The first image is the buon fresco completed on the previous page. The background, red bottle, lime and large goblet are buon fresco. The added small wine glass is just cera colla.
Cara cola has a very matt finish before buffing. Cera colla and turpentine will shine with just your brush while you're applying it. It's hard to believe how easily the shine is applied, and how high it buffs up. It shines like a gloss ceramic glaze. I can see why cera colla was a very popular medium for a long time. I can also trowel on wax and pigment to build up areas. I have been keeping the emulsion balance to the turpentine side on the big goblet and water ammonia on the small glass. All this work was done after the first photo.
TIP: Add paint with ammonia, remove paint with water.
I also want to try repairing. I drew another glass on the left with pencil, it erases very easily off the fresco and nothing moves. It was washed this morning and all colors had absorbed beautifully. I cut out the new big glass outline and laid new intonaco, shaping it in bas relief.
Cadmium red would not have given me this warm brilliance in the Red Bottle. Thioindigoid red, PR88 (same as Grumbacher Red) is the better choice in all media for a red light hue I think. I think it's the smaller pigment particle size that I like better. Red at It's perfect hue is in my opinion, Irgazine Red PR254.
Just for information, Venetian Red Oxide is RCW#7.5.5 opaque, Burnt Umber is RCW#7.10.5 translucent. This is the way red gets dark in crystals also. The Crystal color chart and a crystal supplier, Top Rocks.
Two days later I decided to do more to this buon fresco with a little secco. Gloss the bottle with Cera Cola, (go here to make it) and make it shiny with this bees wax water based medium, then add a glass painted in cera colla with pigment, also in secco which is done after the fresco has dried.
9-25-0. The glass is drawn in, the wine bottle got it's first coat of cera colla. In the morning I'll soak it and start chipping away at the glass area of the intonaco. The applied cera colla media looks milky tonight.
I shot the picture, soaked the panel and started removing the old intonaco area for the new glass goblet. Lime hardens from the top and this one is already getting a hard crust that has a slight sheen. Under the crust the mortar is easy to remove. The first picture is the buon fresco. The second shows the glass pencil drawing and water beading on the cera colla.
9-27-4, 9:00, started by submerging the tile a 1/2 hour while making a new intonaco of 1:1 lime and crushed white marble. A moist skim milk coat was applied with a bristle brush to get good adhesion to the layer below. 11:28. Finished laying glass giornate. The thickest part of the glass bass-relief is 1/8 inch higher than the original intonaco.
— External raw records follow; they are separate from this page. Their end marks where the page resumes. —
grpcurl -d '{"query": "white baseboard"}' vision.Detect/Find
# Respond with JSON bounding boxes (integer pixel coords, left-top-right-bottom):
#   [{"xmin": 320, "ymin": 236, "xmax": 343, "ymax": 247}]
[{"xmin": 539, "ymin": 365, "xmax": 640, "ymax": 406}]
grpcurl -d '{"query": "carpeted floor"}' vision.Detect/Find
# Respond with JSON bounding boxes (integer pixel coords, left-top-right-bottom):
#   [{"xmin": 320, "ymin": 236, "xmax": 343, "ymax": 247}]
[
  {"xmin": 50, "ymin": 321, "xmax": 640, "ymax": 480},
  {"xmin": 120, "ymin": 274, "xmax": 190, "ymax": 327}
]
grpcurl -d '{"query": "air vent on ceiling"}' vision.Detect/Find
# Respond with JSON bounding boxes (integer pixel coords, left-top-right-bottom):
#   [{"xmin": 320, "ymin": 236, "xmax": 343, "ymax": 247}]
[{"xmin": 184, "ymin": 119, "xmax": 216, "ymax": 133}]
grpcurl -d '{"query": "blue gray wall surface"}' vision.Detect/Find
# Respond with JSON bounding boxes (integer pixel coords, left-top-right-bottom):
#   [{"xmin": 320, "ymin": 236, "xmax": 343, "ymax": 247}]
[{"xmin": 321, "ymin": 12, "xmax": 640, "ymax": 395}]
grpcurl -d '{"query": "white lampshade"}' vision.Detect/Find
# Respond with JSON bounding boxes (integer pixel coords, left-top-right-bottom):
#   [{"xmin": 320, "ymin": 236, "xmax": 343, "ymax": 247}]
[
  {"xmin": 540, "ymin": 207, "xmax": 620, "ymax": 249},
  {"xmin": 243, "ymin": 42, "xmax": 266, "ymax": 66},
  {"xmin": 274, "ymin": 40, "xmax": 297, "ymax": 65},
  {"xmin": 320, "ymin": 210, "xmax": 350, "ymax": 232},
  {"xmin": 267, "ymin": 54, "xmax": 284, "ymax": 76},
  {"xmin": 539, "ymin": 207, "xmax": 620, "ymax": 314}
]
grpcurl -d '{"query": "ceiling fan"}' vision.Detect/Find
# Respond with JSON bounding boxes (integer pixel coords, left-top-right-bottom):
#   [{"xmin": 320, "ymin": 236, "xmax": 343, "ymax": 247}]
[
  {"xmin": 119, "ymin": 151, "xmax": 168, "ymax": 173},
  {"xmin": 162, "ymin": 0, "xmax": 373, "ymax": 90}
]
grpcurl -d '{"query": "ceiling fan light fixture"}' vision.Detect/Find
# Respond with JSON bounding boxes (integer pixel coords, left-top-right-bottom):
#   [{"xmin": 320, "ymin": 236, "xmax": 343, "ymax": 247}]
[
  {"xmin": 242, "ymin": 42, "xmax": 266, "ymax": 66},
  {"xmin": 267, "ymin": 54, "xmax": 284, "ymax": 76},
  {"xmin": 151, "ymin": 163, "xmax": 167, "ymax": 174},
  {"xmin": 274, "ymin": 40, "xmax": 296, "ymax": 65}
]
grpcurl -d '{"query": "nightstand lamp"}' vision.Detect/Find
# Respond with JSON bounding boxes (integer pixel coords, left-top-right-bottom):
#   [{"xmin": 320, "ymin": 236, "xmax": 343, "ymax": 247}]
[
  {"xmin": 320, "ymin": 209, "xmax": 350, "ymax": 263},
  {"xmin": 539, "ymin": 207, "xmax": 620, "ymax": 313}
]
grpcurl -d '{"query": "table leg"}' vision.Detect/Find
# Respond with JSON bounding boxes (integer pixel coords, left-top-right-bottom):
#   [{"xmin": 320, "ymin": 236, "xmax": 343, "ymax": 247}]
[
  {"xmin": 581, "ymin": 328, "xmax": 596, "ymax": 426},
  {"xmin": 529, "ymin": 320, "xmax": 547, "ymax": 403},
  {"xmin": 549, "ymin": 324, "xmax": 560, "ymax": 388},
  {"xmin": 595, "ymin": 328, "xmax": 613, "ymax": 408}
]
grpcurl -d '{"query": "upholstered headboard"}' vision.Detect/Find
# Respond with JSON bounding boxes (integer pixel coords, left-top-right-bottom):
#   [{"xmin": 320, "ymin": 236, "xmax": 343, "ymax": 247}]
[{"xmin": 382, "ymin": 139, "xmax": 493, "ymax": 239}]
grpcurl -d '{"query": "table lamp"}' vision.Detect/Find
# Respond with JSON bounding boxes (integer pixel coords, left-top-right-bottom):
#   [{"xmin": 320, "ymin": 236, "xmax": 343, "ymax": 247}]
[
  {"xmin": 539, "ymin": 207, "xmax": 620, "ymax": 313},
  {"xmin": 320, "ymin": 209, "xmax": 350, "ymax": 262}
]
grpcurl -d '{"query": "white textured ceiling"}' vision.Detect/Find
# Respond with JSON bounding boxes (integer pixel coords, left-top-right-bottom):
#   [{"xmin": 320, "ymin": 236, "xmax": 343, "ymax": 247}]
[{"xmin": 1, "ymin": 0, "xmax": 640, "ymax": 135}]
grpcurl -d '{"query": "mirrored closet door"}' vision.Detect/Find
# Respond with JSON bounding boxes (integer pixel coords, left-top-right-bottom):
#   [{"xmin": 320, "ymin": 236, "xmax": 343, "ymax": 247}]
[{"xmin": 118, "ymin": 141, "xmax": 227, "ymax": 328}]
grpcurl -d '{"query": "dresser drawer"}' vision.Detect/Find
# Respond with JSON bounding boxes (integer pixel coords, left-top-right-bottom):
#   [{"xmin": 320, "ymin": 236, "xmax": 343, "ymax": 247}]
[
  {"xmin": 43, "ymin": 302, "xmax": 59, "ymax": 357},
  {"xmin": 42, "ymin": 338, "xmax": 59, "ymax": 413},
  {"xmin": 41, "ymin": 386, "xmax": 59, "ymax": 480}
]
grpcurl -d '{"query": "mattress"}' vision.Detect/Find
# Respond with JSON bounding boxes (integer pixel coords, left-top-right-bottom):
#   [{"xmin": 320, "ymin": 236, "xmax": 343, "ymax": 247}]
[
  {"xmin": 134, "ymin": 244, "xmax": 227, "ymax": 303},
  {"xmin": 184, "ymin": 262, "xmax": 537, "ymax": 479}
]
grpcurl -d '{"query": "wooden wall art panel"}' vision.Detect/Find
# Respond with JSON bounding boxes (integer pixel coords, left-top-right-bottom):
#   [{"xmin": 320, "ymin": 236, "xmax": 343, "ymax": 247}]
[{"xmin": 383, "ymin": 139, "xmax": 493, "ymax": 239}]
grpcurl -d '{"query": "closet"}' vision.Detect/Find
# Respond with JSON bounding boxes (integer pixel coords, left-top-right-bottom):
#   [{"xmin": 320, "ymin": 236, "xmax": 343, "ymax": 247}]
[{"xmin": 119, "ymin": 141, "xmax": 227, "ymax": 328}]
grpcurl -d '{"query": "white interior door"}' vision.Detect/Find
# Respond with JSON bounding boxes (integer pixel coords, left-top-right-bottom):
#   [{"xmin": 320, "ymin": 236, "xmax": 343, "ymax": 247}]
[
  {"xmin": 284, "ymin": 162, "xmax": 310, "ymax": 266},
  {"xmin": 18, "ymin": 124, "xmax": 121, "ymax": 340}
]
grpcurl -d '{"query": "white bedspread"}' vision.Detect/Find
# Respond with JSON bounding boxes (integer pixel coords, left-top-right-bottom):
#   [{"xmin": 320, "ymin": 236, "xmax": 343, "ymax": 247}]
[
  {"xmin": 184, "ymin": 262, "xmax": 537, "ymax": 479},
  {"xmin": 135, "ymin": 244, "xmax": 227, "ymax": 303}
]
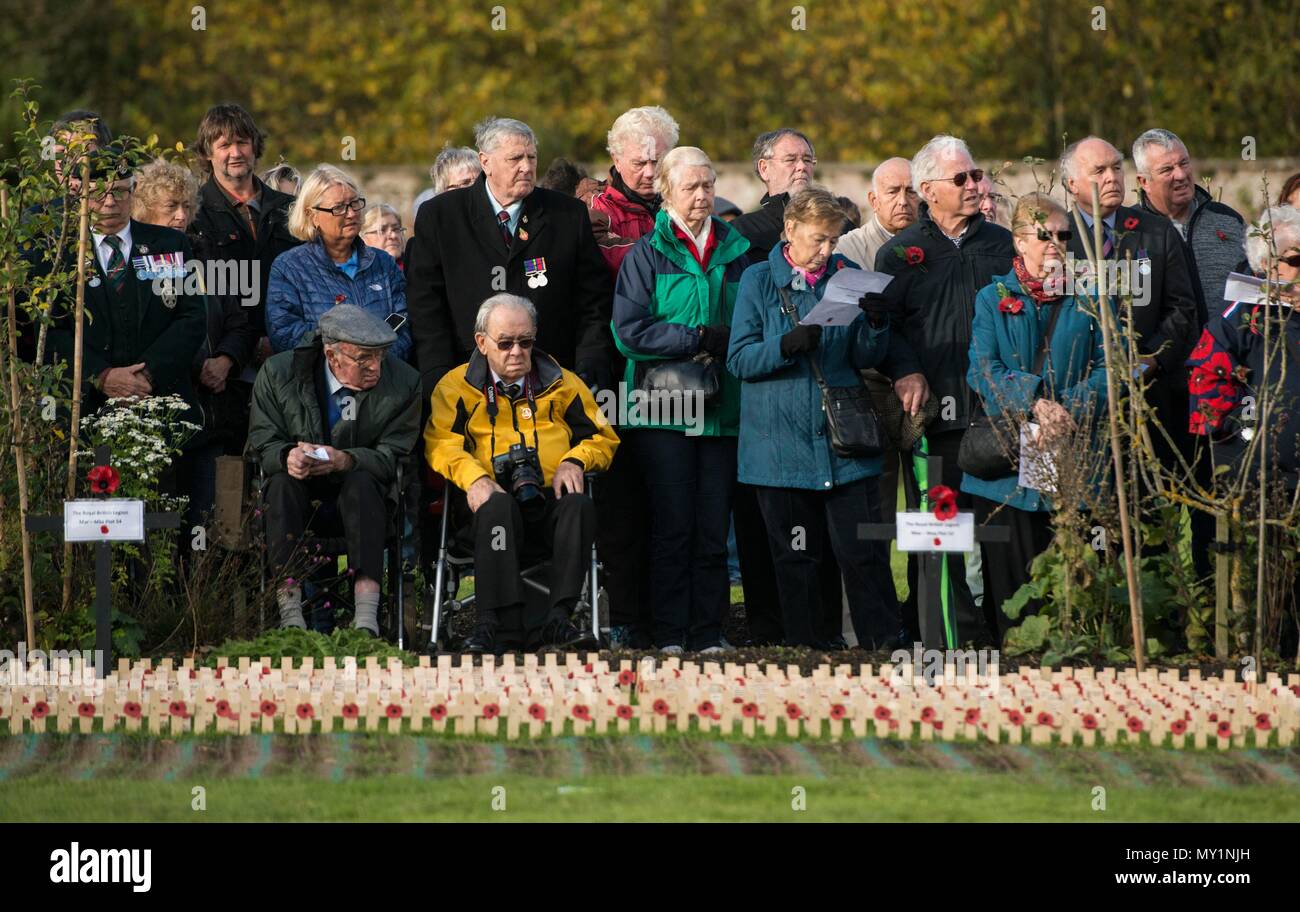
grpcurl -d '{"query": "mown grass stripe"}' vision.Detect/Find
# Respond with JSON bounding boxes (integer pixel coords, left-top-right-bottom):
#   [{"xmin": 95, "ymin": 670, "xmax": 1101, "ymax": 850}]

I applied enough pressure to decrease the amount of still watery lime in the mortar. This top watery slip should be removed. The longer you wait before adding pressure the less slip will come to the surface.
The picture below shows the cut-out giornate down to the brown coat in full sunlight with no reflection off the bottle. Than the loose intonaco milk-slip coat was applied with a bristle brush.
12:24. Finished painting the large wine glass giornate. 4:00. I Re-pressed, re-troweled over the glass area, I pressed so hard the mortar's gloss is shinier than the wax on the bottle. This is the glossy fresco of old. It will still accept pigment after the hard glossy pressing. It's like you have backed-up and re-set the mortar. It works for painting on it the next day also, I'm proving this in the test below. A damp sponge instead of a trowel will do the job but leaves a rougher surface. What's happening is the harder calcium carbonate is being either absorbed below by pressure or removed from the top with water. Laid intonaco can stay untouched for a long time because the crust holds in moisture. At the bottom of this page is last night's test on this subject.
Bass-relief goblet, cera colla small wine glass.
Goblet, Red Bottle, Lime and Small Wine Glass painted in shiny Cera Colla.The large stem and small glass are cera colla and pigment on buon fresco. Only the lime and background are free of glossy cera colla.
It's in the way the light shines on it from different angles that make the rounded goblet look 3- dimensional.
Cera colla is decorative and protective against dirt, water and mold, that's great for bathroom frescos.
Look how the water beads and how reflecting light can make the small glass stand out.
12:00. I laid intonaco on an 8"x8" tile using 2:1, 2 sm. sand and white crushed limestone to 1 lime, one layer only. Tile, with it's fired gloss on the bottom and sides holds water very well.
9-29-4, 10:00 AM. You can see the different darker side pressed side. I'm going to wet the tile, wipe off the crust and the top layer of lime off the untouched side. Then press it to bring up some lime back to the surface again. I left a wiped off area to compare both pressed sides. All three sections are ready to paint but the quality of the finished surface is different.
10:30 to 11:40 painting the flower and leaf. The painting goes right through the unpressed stripe. Just now I used a painting knife to press the leaf flat and edges of the flower petals.
10-1-4. The little fresco did fine, no cracks. I washed and scrubbed it under water, all colors have absorbed and nothing moved.